No wonder Tulip wants to be in that space and it will be interesting to see how that plays out.

I was also intrigued that the UK Finance response had no mention of the Retail CBDC developments. Commonly referred to as Britcoin, the idea is that the central bank would issue a digital pound to replace cash, available to “households and businesses for their everyday payment needs”. Maybe that is why the industry avoided commenting on that bit, as it circumvents them? Oh, maybe that is why they are arguing for a Wholesale CBDC, issued by the central bank to the national banks, rather than a Retail CBDC.

In relation to retail CBDC, we believe that there are other ways that the industry can deliver the outcomes the Bank seeks with retail CBDC, that would be much more cost-effective, have a lower risk to the economy, and avoid dependencies and potential delays. This could include through a public-private partnership approach to create a platform for innovation, like that trialled by the RLN project, or through expansion of Open Banking Standards with a view to creating an orchestration layer to unlock new functionalities for UK consumers and businesses.

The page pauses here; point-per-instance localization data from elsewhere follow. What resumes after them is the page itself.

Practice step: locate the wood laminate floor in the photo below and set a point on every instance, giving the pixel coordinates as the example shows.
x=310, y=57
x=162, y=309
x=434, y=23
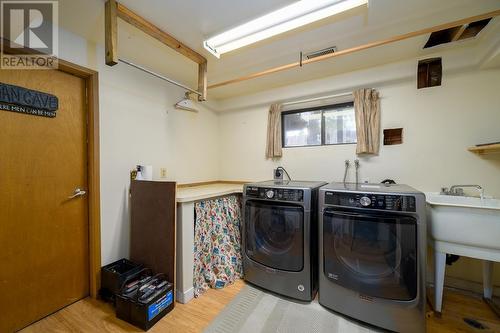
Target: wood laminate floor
x=90, y=315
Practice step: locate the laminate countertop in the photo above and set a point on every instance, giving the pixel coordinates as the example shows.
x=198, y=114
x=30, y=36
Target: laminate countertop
x=197, y=193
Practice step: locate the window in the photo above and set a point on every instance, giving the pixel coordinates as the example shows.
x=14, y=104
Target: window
x=326, y=125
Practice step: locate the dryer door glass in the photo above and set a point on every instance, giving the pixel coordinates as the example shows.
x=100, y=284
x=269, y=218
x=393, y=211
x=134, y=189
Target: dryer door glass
x=274, y=235
x=375, y=255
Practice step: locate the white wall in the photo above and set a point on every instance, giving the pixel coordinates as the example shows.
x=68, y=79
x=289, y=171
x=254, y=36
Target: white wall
x=439, y=124
x=139, y=125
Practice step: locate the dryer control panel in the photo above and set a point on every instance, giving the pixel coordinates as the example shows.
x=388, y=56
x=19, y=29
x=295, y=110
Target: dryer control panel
x=282, y=194
x=403, y=203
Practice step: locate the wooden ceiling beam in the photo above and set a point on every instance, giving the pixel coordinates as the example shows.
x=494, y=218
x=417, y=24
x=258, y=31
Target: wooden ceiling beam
x=111, y=32
x=114, y=9
x=393, y=39
x=152, y=30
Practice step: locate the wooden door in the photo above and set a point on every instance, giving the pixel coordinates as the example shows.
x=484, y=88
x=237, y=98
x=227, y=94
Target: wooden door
x=44, y=236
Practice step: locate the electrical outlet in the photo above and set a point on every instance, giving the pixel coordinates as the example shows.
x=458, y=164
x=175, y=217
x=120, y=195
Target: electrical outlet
x=163, y=172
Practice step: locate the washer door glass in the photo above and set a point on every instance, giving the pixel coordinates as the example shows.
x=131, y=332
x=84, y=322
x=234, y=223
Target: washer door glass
x=373, y=254
x=274, y=235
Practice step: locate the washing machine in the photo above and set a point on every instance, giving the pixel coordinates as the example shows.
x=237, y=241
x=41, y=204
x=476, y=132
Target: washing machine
x=372, y=248
x=279, y=232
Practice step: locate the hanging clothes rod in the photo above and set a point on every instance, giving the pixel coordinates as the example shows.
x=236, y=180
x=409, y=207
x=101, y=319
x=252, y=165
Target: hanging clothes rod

It will be interesting to see how that plays out too.

For more information on the UK Finance developments, contact briony.krikorian-slade@ukfinance.org.uk. For more information on the developments of digital gilts, try an email to tulip.siddiq.mp@parliament.uk.

Meantime, the vision of running Britain with Britcoins on a Britchain sounds an awful lot like the India stack I referred to yesterday. Nothing like following the leader is there?